Gabby: It’s so interesting because there is, there’s a little bit of parallel there in, in what you’re saying of course about having to do everything.

Tanya: Yep.

Gabby: You being very, very versatile. It was the same way here in the States, but this idea of the touring, traveling voice actor, that’s amazing to me. That’s really neat.

Tanya: Yeah, that’s exactly what we did. And I mean, it was fantastic, and you just, you just pick an end of the country. So say a company in the furthest point of the south of England booked you, you’d just work your way back up to home, and you’d be away mostly all of the week unless you were working within an hour or two hours’ radius. Because of course you have to remember that us people in the U.K., we find it incredible that in the states, people think nothing of driving 100 miles to a supermarket, whereas we moan if we have to, if we have to drive five. [laughs] So you know, we can’t quite get our heads around the vastness of the USA. So I don’t think you could do that in America. [laughs]

Anne: [laughs]

Tanya: I mean, you’d just never do it, would you? And the other thing that I think was one of the best training grounds, we really learnt how to breathe.

Anne: Yes.

Tanya: We did everything to tape. If you had lots of [inhales] kind of thing, the engineer would get very cross with you as he’d have to keep splicing you. So we all learnt to do diaphragmatic breathing and breathe really quietly.

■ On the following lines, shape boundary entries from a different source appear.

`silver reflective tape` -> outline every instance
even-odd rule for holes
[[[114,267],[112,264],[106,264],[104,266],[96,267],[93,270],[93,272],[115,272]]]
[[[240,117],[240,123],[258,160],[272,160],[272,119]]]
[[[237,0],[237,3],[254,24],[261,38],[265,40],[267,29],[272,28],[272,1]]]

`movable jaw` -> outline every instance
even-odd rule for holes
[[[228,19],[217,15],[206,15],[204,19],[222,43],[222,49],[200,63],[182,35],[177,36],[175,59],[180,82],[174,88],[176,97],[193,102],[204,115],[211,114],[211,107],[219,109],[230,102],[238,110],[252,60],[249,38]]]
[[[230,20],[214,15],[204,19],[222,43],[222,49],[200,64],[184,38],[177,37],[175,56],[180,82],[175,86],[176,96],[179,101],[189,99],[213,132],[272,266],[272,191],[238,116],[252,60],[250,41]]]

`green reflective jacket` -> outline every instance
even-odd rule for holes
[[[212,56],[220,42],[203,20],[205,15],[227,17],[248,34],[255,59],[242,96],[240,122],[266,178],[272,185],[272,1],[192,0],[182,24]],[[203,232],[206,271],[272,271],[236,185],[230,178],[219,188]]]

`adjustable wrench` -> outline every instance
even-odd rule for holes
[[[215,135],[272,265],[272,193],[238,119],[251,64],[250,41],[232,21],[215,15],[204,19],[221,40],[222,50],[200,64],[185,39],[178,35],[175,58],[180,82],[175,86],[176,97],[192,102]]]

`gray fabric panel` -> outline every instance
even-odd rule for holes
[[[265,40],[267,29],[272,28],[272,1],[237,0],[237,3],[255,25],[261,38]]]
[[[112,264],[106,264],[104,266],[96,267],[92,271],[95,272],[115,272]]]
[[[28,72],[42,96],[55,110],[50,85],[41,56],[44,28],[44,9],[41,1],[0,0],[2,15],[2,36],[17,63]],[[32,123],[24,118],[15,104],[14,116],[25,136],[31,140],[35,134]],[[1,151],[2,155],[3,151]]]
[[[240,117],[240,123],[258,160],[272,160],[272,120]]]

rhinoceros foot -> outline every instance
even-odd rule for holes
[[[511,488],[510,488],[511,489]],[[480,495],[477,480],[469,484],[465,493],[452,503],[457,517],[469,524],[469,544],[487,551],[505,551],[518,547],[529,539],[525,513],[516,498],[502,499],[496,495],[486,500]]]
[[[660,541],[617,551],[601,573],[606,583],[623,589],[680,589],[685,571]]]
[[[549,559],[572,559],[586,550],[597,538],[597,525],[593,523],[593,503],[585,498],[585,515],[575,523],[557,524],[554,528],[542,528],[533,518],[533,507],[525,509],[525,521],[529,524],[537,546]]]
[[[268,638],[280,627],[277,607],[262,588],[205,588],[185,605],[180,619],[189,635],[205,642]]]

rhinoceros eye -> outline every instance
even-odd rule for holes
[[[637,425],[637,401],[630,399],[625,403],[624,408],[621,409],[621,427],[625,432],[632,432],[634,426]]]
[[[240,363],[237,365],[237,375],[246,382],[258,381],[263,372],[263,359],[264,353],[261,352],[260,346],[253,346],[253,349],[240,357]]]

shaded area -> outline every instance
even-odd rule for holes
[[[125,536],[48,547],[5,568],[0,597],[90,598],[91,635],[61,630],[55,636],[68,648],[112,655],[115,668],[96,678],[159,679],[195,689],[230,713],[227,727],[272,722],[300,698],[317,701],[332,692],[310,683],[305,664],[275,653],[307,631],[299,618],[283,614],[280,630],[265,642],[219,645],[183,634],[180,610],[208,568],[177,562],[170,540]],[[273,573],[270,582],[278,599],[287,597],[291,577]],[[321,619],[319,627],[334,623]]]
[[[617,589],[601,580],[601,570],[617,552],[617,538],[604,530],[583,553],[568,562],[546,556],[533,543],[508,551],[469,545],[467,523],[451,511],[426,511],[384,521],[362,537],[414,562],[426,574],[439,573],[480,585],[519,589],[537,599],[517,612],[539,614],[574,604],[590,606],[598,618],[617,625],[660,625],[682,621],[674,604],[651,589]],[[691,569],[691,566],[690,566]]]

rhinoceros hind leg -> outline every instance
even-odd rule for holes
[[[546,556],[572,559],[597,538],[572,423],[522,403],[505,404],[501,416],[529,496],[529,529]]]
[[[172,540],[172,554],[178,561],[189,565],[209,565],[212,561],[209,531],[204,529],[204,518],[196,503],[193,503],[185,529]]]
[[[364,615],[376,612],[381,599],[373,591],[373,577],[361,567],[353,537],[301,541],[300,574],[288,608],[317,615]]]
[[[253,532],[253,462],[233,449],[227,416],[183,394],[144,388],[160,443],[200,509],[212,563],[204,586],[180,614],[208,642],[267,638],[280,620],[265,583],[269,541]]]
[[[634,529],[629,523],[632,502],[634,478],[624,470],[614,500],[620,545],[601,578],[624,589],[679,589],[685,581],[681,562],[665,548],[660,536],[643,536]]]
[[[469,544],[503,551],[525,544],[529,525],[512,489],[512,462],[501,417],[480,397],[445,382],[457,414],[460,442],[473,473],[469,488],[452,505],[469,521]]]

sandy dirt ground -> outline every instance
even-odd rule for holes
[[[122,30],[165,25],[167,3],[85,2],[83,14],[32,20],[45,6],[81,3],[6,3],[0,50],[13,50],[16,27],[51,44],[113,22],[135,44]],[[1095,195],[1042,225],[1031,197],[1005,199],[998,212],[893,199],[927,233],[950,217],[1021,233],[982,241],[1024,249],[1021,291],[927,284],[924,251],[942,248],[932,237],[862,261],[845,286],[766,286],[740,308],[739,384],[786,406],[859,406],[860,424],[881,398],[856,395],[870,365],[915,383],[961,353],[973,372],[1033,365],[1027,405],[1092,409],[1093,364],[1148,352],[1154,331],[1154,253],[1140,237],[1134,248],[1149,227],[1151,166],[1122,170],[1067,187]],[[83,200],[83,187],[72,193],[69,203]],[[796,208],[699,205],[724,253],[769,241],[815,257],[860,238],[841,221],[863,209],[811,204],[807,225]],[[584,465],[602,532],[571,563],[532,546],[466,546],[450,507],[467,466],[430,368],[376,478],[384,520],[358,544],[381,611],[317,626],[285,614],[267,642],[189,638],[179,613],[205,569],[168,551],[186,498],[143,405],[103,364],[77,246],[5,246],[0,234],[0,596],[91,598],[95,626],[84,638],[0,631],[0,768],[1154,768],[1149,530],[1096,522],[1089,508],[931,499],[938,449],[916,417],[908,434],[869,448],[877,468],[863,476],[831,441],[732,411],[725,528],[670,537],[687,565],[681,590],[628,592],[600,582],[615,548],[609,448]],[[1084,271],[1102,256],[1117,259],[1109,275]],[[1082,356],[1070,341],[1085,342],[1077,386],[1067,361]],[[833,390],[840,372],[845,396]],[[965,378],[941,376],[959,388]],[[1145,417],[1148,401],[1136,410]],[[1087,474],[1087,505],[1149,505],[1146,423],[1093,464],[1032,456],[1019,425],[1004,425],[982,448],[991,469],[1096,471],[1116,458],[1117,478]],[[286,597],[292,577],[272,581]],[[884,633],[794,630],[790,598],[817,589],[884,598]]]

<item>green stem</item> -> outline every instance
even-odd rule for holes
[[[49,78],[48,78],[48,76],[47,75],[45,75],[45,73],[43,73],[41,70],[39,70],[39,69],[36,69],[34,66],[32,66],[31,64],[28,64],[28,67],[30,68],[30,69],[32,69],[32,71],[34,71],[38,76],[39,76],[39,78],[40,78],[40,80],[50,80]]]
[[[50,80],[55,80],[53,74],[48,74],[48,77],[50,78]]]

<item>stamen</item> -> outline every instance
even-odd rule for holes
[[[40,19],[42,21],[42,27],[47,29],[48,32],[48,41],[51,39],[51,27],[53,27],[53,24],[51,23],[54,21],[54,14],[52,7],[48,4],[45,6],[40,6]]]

Anne: Oh, that’s, that’s amazing. That’s a great nugget of, of wisdom, right there.

Tanya: [laughs] Yeah.

Anne: Breathe, we’ve got to breathe properly.

Tanya: I actually got accused by somebody once of using EQ, a compressor, and I actually don’t have one. I don’t use one at all. Because my wave pattern was so perfect, they thought I couldn’t possibly have done that just with my voice. But I did.

Anne: Well, that is impressive. [laughs]

Tanya: ‘Cause I had to ‘cause I used to get shouted at! [laughs]

Anne: Yeah. And, and that’s very interesting, I can only draw a parallel here in live telephone recording, like when you’re, you know, live telephony because you had to be able to do it, and do it properly, and do it right the first time, otherwise you would have to retake everything. Everything was live.

Tanya: Yep.

Anne: So yeah. My question to you is, because I love this on your bio, it says “is this how you developed your larynx full of characters and accents?” [laughs] I think that’s a great, a great reference.

Tanya: It sounds nicer than the actual visual image it conjures up, right?

[Anne and Tanya laugh]

Tanya: Yeah, it was exactly that because you didn’t, you never knew. But I tell you what was fantastic in those days, apart from the fact the training and you know having the experience. Nowadays I don’t know if it is the same in the States, but in the U.K. the radio stations tend to be owned by two or three large groups and they have central production facilities. In the old days it wasn’t like that. Every radio station, and there was more and more coming online or on board, had their own production department. You know, so that was amazing. But yeah, you had to do things and find out things that you could, you know — that you didn’t ever think you were capable of doing. It was great. And of course the laughs we used to have. You’d go into some sessions with makeup on, and you’d end looking like Alice Cooper’s mother by the end of it.